Kathleen went to the door, and gave an order to Maggie. "What a tragedy for Gareth to have had to live with it for sixteen years ... is that what you were thinking?"

It was. And Patricia owned it cheerfully; thanking her stars the while that she had this woman to cope with, and not a tearful bit of helplessness, who would have pleaded: "Don't take him away—don't—he's all I've got...."

She was curious to hear more of the long-drawn-out liaison which had proved such a failure. "How did you first meet, you and Gareth?" as her hostess poured out the tea which had just been brought in, and tendered the thick bread-and-butter. These were curious circumstances for a friendly meal ... and as their eyes met, each gave the other reassurance as to her own appreciation of the existing blend of humour and irony.

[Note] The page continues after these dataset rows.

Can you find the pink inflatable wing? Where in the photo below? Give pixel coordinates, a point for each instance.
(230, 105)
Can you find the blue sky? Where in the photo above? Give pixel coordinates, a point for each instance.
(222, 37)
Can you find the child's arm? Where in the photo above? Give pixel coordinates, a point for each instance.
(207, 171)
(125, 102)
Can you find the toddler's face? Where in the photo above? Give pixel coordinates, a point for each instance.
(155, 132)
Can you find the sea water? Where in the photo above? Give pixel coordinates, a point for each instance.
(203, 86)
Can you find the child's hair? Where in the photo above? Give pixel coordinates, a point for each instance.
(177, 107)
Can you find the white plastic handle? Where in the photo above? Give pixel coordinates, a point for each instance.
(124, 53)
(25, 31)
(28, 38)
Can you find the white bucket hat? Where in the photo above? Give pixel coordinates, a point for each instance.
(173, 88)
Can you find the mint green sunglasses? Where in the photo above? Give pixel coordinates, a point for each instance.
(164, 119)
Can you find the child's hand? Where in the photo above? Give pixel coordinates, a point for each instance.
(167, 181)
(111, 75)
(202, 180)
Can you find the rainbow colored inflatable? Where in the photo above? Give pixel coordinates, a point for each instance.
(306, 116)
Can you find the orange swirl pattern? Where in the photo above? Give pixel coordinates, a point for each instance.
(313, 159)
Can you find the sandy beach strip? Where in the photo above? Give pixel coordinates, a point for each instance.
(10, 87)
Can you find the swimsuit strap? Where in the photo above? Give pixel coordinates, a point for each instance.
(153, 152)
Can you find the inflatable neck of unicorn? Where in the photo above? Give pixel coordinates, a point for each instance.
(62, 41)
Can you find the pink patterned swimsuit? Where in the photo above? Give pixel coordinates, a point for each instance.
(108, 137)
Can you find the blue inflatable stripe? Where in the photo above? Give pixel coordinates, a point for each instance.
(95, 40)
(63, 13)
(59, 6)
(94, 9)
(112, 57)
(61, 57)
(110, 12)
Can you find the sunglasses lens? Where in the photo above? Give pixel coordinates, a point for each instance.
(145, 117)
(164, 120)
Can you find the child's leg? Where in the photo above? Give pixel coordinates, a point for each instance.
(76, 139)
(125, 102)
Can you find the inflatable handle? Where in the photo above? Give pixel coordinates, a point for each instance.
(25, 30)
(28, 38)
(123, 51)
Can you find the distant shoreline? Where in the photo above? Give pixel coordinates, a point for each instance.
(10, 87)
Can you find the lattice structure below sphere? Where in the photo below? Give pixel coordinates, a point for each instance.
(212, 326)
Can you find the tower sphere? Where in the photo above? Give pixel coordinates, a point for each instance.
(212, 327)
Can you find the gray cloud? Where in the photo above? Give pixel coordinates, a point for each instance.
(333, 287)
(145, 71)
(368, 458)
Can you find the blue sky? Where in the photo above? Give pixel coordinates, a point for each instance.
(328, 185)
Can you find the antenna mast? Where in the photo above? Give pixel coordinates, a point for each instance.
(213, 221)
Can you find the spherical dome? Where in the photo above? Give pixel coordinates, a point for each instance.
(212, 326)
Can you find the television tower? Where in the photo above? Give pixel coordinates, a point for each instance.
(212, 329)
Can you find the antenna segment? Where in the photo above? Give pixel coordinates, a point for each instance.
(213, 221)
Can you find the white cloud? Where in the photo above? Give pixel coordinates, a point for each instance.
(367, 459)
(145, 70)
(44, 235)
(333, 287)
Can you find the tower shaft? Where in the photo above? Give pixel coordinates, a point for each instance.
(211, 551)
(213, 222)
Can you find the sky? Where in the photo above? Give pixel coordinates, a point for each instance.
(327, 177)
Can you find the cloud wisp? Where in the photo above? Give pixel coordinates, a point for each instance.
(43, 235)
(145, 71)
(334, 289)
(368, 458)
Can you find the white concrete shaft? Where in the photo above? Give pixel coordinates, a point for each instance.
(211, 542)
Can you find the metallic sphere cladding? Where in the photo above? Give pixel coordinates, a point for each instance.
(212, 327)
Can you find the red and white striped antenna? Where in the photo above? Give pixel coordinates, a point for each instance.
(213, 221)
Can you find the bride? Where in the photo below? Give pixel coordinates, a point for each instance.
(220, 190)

"Where did we meet? Oh, accidentally, on a summer holiday. I was a teacher, shepherding a flock of chattering schoolgirls. He was a good young man, seeing life with a band of touring botanists. We ran away from our respective responsibilities, and enjoyed a most delightful month at a mountain village called Alpenruh—do you know it? No? Perhaps Gareth will take you there for your honeymoon.... It was an entirely platonic affair, and it should have ended as such. But when we got back to London, our horrified families seemed to expect Gareth to repair the wrong he hadn't done me—and he went to pieces before their attitude. One day he came galloping up to me on a metaphorical charger, insisting that I should marry him...."

The organ outside effected an uneasy gulping transition from one tune into another.... And absent-mindedly Kathleen refilled Patricia's cup, as she brooded over that scene in Nelly Morrison's dining-room.... Nicholas's toys bestrewing the floor—old Mr. Jeyne asleep in the corner—Nelly ostentatiously removing the children, to give her sister-in-law a chance.

And Patricia too was seeing a vision—a serious young knight, incredibly handsome, with his liquid dark eyes and waving black hair, setting forth on his quest for right.... She wished she had known Gareth in those days; how tenderly she could have loved his rapt boyish ideals.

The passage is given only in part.